Every taste is an opportunity to be left speechless and wide-eyed. There are weird fruits out there that taste like chicken (seriously), as well as ice cream, scrambled eggs, and other breakfast foods.
Cotton Candy Grapes
The Grapple, an apple doused in grape juice, was the final grape-related novelty fruit to make a big sensation. When you phrase it like that, it’s not all that exciting. However, the Cotton Candy Grape, developed in California, is the most exciting new grape variety this year.
The breeders did not resort to genetic engineering or covertly added flavours; rather, they crossed different strains of the plant until they achieved the desired flavor—a very light, highly sweet flavour that is reminiscent of spun cotton candy.
Ripe and unripe fruits can have wildly distinct tastes. Consider the unripe and green versions of the mango and the papaya, both of which are crisp and vegetal and are typically prepared as vegetables. On the other hand, the jackfruit goes even further in this regard. The jackfruit is a large, prickly fruit that originates in South and Southeast Asia and can weigh up to 80 pounds.
The unripe flesh, which emerges in pod forms, has a strange flavour and texture that is reminiscent of chicken breast. When ripe, the taste is quite different, resembling either pineapple or bubblegum in its crazily sweet, tropical flavour. It doesn’t appear like bubblegum at all, and more like a mediaeval weapon.
The renowned durian, also endemic to Southeast Asia, is a large, spiky fruit. The durian is deceiving not because it is an ugly fruit that tastes great, but because it is an ugly fruit that doesn’t taste like a fruit. In spite of its powerful, almost offensive odour, the durian’s creamy flesh has a flavour resembling a purée of garlic and onions. (It’s an acquired taste.)
Blue Java Banana
Most Americans have only ever tasted one, two, or at most three distinct varieties of bananas. The Cavendish type is technically the “normal banana.” There are also young bananas, which occasionally appear in markets, and you may even include plantains. The Blue Java banana is a strange enough type for few Americans to have heard of it due to its unusual colour.
But wait, there’s more: the Blue Java is also called a “ice cream banana” due to its uncanny similarity in flavour to vanilla ice cream.
As more and more chefs experiment with using green, unripe strawberries in savoury dishes and pickles, it’s important to know that strawberries appear pale when unripe. Pineberries, on the other hand, are even paler.
Their introduction to the New York area occurred in 2012, and they are little, virtually white berries. But they don’t taste like conventional strawberries: Because of their pineapple-like taste, they are called “pineapple-strawberries” in Germany.
The ackee is a fruit in the lychee family, native to West Africa. It was brought to other parts of the world by slaves, but it became particularly popular in Jamaica, where it is now considered an essential ingredient in the national cuisine of ackee and saltfish.
The centre of the fruit is white, giving it a brain-like appearance, while the surface is a vibrant, celebratory crimson. Contrary to expectations, its flavour and texture are most like scrambled eggs, not tropical fruits.
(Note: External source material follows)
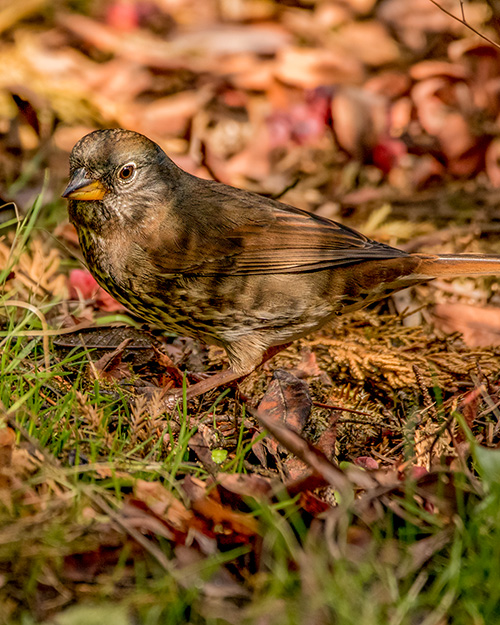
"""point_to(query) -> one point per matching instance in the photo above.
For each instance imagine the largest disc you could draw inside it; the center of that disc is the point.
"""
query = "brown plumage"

The dragonfruit, depicted at the top of this piece, is arguably the most attractive fruit on Earth, thanks to its otherworldly hue of orange-pink and its unusual shape (an elongated oval with petal-like projections on all sides). The name means “dragon” in Chinese. Wow, that’s an awesome moniker.
If you’re already intrigued, opening it up might boost the ante: The two most prevalent colours are a stark white and a deep crimson, and both contain several tiny black seeds. The best-looking fruit in the world is also one of the blandest, but all of that is quickly dashed as you take a bite.
Dragonfruit is the sour, sweet lovechild of the kiwi and a sugar water. There is no sourness, barely any flavour, and some sweetness. It’s a bad smell.